Analyse gene expression¶
Determine level of expression of individual transcripts from sequenced RNA. Compare expressions between samples from two conditions to identify transcripts with changed expression.
Purpose¶
- Identify which transcripts are expressed
- Compare expression of transcripts with each other in a single sample
- Compare changes of expression between samples with different conditions, e.g.
- environment
- tissues
- phenotypic trait
- Assess impact of a gene on biochemical pathways (compare wild type with sample without the gene)
Required inputs¶
- Sequenced reads in gzipped fastq format.
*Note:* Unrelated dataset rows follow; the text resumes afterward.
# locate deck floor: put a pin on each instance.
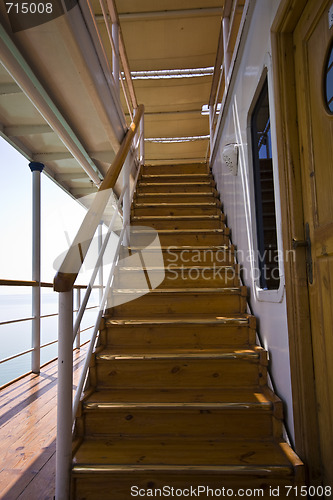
(28, 434)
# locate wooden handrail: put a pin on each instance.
(71, 265)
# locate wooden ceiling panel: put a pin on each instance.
(183, 125)
(173, 95)
(172, 43)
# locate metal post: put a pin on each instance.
(211, 124)
(78, 305)
(36, 169)
(142, 140)
(127, 198)
(65, 396)
(100, 271)
(227, 58)
(115, 56)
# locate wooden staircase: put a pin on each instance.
(178, 393)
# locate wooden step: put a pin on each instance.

- each sample is represented by two gzipped fastq files
- standard output files of paired-end sequencing
- Transcripts of reference genome in fasta format
- Sample metadata file in TSV format
- each row describe a single sequenced sample
- the first, ‘sample-id’ column represents names of fastq files without _R[12].fastq.gz part, e.g. sample_1, sample_2
- other columns represent attributes of sequenced samples that may be used to separate samples into categories for comparison, e.g. environment, tissue
|-- description
|-- sample-metadata.csv
|-- reads/original
|-- <sample_1>_R1.fastq.gz
|-- <sample_1>_R2.fastq.gz
|-- <sample_2>_R1.fastq.gz
|-- <sample_2>_R2.fastq.gz
|-- reference/<reference>
|-- <reference>.transcripts.fa
Generated outputs¶
- Summary table of number of transcripts per sample, normalised by read count and length of transcripts
- Graphical, 2D PCA comparison of samples based on their expression to visually assess relationships between them
- Set of transcripts with significant set of expression between selected conditions
Example¶
How to run example:
cd /usr/local/snakelines/example/mhv
snakemake \
--snakefile ../../snakelines.snake \
--configfile config_transcriptomics.yaml
Example configuration not ready yet.